WANDA (Weight AND Activation) unstructured pruning. Scores each weight by |W_ij| × ‖X_j‖₂ where X is the input activation norm, then zeros the bottom sparsity fraction. Requires a calibration dataset for best results; falls back to magnitude-only scoring without one.

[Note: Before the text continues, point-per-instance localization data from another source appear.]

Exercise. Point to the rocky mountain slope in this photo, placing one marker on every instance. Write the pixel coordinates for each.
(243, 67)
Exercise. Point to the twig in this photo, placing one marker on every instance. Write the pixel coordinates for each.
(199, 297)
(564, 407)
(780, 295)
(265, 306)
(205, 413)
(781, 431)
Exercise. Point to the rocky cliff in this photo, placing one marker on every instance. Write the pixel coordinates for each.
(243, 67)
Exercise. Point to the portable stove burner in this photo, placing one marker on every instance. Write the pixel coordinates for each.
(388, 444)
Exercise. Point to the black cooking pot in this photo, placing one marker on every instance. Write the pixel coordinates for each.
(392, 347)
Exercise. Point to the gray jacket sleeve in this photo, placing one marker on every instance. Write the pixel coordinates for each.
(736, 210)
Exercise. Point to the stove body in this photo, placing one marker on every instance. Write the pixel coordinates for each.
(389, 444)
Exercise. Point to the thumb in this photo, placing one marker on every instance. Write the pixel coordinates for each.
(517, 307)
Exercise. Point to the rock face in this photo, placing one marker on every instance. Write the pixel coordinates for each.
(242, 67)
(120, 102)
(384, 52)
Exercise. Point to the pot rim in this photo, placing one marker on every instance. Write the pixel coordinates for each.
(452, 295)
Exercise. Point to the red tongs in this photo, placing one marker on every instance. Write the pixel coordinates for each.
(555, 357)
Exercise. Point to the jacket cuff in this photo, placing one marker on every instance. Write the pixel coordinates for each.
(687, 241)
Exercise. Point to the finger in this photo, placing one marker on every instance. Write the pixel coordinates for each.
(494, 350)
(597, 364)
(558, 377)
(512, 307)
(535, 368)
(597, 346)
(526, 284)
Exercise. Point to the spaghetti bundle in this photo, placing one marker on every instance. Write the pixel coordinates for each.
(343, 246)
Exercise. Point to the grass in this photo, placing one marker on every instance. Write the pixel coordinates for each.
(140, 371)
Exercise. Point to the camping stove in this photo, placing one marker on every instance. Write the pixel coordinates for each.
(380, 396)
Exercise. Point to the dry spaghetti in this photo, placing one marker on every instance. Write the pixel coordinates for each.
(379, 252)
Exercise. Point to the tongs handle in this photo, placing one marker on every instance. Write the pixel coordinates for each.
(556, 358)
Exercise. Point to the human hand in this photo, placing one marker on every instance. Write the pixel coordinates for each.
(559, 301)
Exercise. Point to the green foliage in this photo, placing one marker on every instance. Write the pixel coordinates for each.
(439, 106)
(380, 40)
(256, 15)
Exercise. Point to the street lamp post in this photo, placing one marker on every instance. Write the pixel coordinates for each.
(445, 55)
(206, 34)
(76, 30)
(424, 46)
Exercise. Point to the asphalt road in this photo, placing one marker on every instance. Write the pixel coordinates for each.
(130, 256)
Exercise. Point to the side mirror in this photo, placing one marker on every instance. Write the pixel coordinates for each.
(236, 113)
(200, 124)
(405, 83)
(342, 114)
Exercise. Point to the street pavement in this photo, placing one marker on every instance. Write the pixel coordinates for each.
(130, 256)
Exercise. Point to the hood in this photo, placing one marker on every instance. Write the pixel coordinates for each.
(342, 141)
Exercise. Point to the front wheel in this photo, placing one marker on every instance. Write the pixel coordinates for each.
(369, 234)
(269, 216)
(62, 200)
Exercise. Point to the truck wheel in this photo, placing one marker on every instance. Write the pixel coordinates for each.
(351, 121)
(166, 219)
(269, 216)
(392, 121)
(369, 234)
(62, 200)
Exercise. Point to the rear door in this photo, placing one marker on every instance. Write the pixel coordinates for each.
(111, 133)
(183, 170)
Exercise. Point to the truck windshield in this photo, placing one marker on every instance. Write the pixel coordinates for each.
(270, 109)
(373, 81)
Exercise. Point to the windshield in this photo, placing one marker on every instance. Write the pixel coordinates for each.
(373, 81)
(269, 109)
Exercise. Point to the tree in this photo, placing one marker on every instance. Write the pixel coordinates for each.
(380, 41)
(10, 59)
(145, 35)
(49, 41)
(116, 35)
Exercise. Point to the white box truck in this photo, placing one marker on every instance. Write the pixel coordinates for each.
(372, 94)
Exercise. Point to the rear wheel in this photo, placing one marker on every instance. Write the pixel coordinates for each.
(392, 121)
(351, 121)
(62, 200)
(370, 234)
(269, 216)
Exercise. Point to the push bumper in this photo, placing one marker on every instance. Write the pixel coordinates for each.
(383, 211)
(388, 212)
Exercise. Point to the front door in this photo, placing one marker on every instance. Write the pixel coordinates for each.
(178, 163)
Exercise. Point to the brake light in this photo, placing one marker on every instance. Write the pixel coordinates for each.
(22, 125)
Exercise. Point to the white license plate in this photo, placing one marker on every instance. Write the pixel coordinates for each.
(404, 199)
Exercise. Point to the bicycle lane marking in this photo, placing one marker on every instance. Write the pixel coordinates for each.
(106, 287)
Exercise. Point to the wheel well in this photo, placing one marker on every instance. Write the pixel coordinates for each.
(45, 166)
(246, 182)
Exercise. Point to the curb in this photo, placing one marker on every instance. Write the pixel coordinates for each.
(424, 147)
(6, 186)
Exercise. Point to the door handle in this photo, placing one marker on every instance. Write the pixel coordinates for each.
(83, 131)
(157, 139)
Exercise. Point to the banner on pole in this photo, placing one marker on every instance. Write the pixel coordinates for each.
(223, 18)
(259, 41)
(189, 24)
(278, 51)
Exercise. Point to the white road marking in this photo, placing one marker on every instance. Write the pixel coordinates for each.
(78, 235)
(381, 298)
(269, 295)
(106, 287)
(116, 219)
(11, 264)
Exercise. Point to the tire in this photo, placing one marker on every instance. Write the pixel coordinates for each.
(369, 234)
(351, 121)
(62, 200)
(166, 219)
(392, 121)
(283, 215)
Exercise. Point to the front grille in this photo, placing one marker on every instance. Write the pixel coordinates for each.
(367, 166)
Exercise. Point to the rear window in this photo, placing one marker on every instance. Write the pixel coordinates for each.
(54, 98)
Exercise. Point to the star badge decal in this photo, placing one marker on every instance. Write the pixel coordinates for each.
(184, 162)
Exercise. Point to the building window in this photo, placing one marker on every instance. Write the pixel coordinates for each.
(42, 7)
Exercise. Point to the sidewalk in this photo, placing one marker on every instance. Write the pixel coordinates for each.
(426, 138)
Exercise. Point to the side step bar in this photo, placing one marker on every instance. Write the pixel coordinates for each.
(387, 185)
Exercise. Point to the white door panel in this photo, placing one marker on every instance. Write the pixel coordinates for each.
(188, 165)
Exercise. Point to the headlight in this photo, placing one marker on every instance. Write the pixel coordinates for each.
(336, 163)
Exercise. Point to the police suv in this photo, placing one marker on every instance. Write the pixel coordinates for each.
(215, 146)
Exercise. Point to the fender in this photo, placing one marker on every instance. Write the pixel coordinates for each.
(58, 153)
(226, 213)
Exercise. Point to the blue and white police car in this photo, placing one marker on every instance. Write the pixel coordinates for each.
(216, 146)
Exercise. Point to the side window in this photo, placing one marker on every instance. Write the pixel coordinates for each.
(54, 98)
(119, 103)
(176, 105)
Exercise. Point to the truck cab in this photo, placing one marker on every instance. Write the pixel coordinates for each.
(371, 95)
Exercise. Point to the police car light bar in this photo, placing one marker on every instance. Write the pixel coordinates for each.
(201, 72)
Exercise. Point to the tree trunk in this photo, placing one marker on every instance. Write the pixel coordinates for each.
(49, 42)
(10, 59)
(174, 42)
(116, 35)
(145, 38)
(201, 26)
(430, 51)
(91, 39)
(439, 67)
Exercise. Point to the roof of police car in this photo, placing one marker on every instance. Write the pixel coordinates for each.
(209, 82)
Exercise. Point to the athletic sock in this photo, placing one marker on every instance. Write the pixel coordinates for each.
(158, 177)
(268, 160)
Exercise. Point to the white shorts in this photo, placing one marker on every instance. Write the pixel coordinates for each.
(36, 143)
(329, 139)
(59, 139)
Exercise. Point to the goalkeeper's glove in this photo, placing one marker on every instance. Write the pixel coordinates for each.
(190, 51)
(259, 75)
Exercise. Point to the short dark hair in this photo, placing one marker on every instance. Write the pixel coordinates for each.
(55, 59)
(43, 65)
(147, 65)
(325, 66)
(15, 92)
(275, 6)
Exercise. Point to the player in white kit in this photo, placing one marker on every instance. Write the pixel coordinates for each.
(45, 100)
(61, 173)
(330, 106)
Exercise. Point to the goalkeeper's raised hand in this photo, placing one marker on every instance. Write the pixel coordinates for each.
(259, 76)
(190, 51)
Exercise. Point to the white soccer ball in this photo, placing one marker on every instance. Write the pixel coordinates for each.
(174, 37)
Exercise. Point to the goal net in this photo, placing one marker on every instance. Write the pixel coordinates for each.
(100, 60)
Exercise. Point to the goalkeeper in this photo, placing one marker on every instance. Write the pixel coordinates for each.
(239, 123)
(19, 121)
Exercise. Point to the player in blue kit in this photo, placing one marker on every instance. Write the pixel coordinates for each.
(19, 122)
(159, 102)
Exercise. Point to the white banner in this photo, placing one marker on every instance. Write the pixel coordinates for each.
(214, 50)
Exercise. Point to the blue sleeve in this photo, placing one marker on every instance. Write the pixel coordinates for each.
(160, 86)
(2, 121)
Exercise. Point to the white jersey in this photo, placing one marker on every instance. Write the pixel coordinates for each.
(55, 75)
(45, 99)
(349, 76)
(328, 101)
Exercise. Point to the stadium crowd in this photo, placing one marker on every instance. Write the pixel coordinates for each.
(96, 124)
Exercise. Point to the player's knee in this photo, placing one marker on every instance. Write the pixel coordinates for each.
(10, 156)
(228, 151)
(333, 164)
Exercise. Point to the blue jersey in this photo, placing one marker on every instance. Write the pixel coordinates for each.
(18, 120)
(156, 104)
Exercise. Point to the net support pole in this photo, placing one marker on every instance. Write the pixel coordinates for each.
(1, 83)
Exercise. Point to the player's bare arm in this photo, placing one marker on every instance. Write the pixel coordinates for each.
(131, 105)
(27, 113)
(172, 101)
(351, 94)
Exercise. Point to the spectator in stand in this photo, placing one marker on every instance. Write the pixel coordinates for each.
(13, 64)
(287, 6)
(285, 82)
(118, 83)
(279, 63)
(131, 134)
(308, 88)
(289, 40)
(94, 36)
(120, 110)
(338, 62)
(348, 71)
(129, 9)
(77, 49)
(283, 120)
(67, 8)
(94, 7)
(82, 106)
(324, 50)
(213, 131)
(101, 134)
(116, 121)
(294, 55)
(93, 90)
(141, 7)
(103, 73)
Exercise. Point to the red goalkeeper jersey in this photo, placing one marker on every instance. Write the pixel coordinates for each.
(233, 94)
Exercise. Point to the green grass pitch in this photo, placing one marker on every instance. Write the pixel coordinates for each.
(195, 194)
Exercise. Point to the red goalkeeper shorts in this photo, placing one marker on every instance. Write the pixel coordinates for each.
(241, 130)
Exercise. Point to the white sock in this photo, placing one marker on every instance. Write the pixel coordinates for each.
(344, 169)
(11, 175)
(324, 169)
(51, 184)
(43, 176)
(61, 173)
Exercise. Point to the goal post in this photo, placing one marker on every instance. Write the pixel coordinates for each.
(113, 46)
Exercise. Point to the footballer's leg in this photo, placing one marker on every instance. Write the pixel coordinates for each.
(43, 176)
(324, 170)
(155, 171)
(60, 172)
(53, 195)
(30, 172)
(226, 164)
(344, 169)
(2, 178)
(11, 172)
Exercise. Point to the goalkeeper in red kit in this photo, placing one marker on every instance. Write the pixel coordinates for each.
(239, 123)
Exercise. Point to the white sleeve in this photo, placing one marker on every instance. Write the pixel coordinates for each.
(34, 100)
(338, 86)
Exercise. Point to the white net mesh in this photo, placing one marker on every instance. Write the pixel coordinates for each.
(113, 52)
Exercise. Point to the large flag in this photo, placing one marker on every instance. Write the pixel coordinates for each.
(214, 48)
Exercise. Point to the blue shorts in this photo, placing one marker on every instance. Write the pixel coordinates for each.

from xlmtec.core.types import WandaConfig
from xlmtec.trainers import WandaPruner
import torch

wanda_config = WandaConfig(
    output_dir=Path("./outputs/wanda"),
    sparsity=0.5,
    n_calibration_samples=128,
    calibration_seq_len=128,
    use_row_wise=True,       # per-output-row threshold (recommended)
    layer_types=None,        # None = auto (Linear + Conv1D)
)

# With calibration data (recommended)
calib_ids = torch.load("calib_ids.pt")   # (N, seq_len) token id tensor
pruner = WandaPruner(model, tokenizer, wanda_config)
result = pruner.prune(calibration_input_ids=calib_ids)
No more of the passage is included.